この「VRM Converter for VRChat」を使用することによって、VRM内の情報に基づいて基本的なVRChat用の設定を自動で行ってくれます。
さらに、このVRMはglTFと呼ばれる3Dモデルファイルをベースとしたフォーマットであり、VRMファイルの拡張子を.vrmから.glbに変えることでglTFのバイナリ版であるGLBファイルとして読み込むことができます。
Resoniteは標準でGLBのインポートに対応しているため、これを用いてVRMファイルの中の3Dモデルデータだけは取り込むことができます。
ただし、VRMのバージョンやボーン名の問題で拡張子を変更しただけではResoniteにうまくインポートできない場合もあるので、その場合は「VRM to GLB for Neos」と呼ばれるツールを用いて変換してみると良いでしょう。

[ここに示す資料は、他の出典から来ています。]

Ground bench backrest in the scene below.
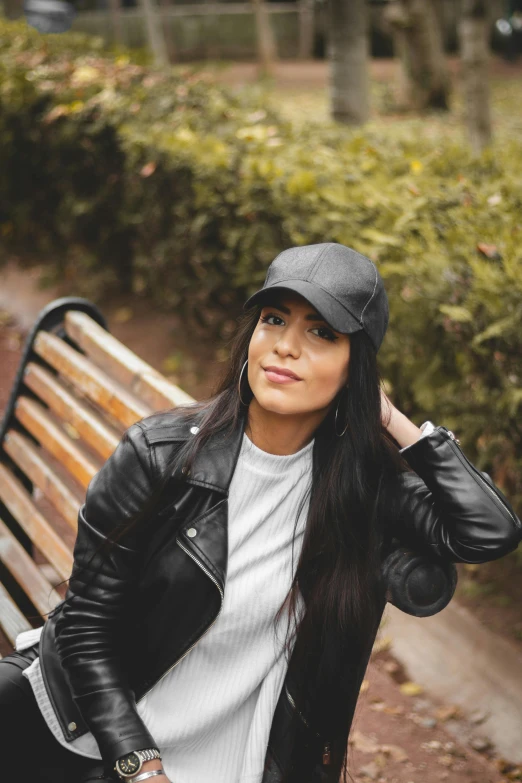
[0,297,194,660]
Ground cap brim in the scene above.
[243,280,363,334]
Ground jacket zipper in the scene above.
[285,684,330,764]
[136,539,224,704]
[436,427,520,528]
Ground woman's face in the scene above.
[247,292,350,415]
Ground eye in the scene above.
[260,313,339,343]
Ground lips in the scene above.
[263,365,302,381]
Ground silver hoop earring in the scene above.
[334,386,348,438]
[238,359,248,405]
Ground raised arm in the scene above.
[394,426,522,563]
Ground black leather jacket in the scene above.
[40,410,522,783]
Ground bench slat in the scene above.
[3,430,81,530]
[65,310,195,410]
[0,519,61,614]
[24,362,121,461]
[0,464,73,579]
[15,397,101,488]
[0,582,32,647]
[33,331,152,427]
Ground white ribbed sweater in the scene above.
[16,433,314,783]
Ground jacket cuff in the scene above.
[74,688,158,766]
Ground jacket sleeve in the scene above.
[56,423,156,763]
[393,426,522,563]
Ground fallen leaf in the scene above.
[399,682,424,696]
[350,731,381,753]
[477,242,502,261]
[381,745,409,761]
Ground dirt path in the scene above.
[209,56,522,90]
[0,270,522,783]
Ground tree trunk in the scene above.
[328,0,369,125]
[384,0,450,111]
[135,0,169,65]
[109,0,123,46]
[160,0,176,63]
[459,0,492,155]
[299,0,315,60]
[252,0,277,76]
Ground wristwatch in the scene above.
[114,748,161,780]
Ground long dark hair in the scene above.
[53,304,409,783]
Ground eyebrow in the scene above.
[264,301,328,323]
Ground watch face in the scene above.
[116,753,141,775]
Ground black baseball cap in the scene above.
[243,242,389,351]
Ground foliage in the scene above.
[0,23,522,509]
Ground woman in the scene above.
[0,243,521,783]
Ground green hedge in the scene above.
[0,23,522,508]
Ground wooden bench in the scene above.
[0,297,456,655]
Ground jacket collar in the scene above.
[185,408,248,497]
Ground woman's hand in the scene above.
[112,759,172,783]
[381,387,422,449]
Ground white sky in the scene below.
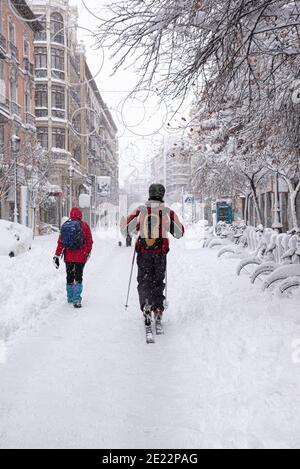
[70,0,192,184]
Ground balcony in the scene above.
[23,57,34,76]
[9,41,19,62]
[52,108,66,120]
[0,34,6,59]
[35,107,48,119]
[35,68,48,78]
[25,112,35,127]
[0,94,10,122]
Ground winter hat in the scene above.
[70,207,82,220]
[149,184,166,202]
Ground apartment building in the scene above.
[0,0,41,221]
[30,0,118,225]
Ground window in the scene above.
[9,80,17,103]
[34,19,47,41]
[0,60,6,98]
[52,85,66,119]
[8,17,16,45]
[52,127,66,150]
[0,2,2,34]
[34,47,47,78]
[8,17,19,60]
[51,47,65,80]
[37,127,48,149]
[52,85,65,109]
[24,93,31,113]
[24,39,29,59]
[50,13,65,44]
[35,85,48,108]
[0,124,4,154]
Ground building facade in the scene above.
[30,0,119,225]
[0,0,41,222]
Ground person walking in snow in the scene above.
[121,184,184,337]
[53,207,93,308]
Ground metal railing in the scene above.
[23,57,34,76]
[0,33,6,53]
[9,41,19,61]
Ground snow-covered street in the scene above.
[0,235,300,448]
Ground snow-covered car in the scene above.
[0,220,33,257]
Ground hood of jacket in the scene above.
[70,207,82,221]
[145,199,165,209]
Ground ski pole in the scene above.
[125,249,136,310]
[165,257,169,309]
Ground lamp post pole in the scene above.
[12,135,19,223]
[69,166,74,211]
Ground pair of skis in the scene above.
[145,319,164,344]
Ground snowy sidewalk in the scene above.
[0,232,300,448]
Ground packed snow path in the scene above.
[0,232,300,448]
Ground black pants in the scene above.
[137,252,167,310]
[66,262,84,285]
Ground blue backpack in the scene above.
[60,220,85,251]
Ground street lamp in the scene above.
[12,135,20,223]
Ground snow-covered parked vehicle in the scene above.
[0,220,33,257]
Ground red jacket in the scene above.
[121,200,184,255]
[55,208,93,264]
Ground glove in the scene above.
[53,256,59,269]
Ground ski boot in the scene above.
[143,304,154,344]
[154,308,164,335]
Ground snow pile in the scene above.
[0,235,64,340]
[0,220,33,257]
[0,233,300,449]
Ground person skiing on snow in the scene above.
[122,184,184,341]
[53,207,93,308]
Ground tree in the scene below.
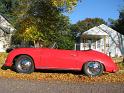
[110,9,124,62]
[9,1,73,49]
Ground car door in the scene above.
[43,49,79,69]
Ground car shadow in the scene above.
[35,69,83,75]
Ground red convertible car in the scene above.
[4,48,118,76]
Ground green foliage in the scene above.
[8,0,74,49]
[109,9,124,35]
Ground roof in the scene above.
[82,24,117,38]
[0,15,16,33]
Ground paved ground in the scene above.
[0,78,124,93]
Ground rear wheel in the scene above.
[14,55,34,73]
[83,61,104,76]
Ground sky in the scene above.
[65,0,124,24]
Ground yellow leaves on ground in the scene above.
[0,53,124,83]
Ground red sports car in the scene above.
[4,48,118,76]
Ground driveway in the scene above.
[0,78,124,93]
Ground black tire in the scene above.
[14,55,34,74]
[83,61,104,77]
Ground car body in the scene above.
[4,48,118,76]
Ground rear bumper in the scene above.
[106,65,119,73]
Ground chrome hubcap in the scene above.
[18,58,31,71]
[87,62,101,75]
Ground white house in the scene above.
[75,24,124,57]
[0,15,15,52]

この方式の利点はアバターを一括して管理・改変できることにあります。
VRMが汎用性を重視したフォーマットなだけあって、様々なプラットフォームにも比較的持ち込みやすい形式となっています。
そのため、VRM形式をメインとしてアバターを管理しておけば、標準でVRM対応していないプラットフォームであっても比較的少ない手間でセットアップすることができます。
また、VRMファイルに対して改変を施し、各プラットフォームへ持ち込むことで、比較的容易にそれぞれのプラットフォームに改変を適用することができます。
一度変換作業の流れを覚えてしまえば改変前後で変わることはほとんど無いため、それぞれのプラットフォームで改変内容を適用するよりは困難が少ないと考えられます。
何よりそれぞれのプラットフォームで別々にアバターを管理するのは大変なので、VRMのみで管理を行い、必要に応じてそれぞれのプラットフォームに変換することで管理を簡潔化することができます。
そのため、改変の頻度が高く、なおかつそれを複数のプラットフォームに適用したい場合にはこの方式がおすすめです。

VRMアバターの改変方法には2種類あります。
1つはUnityを使用せずにVRM専用の改変ツールを使用する方法です。
VRM専用の改変ツールがいくつか存在するので、これらを用いて基本的な改変を行うことができます。

もう1つはUniVRMを使用する方法です。
UniVRMはUnityでVRMファイルを読み書きする標準実装であり、これを用いてUnity上でVRMを編集することが可能です。
アバター作者がVRM対応していない場合はFBXなどから自分でVRMをセットアップすることになるため、UniVRMが必須となります。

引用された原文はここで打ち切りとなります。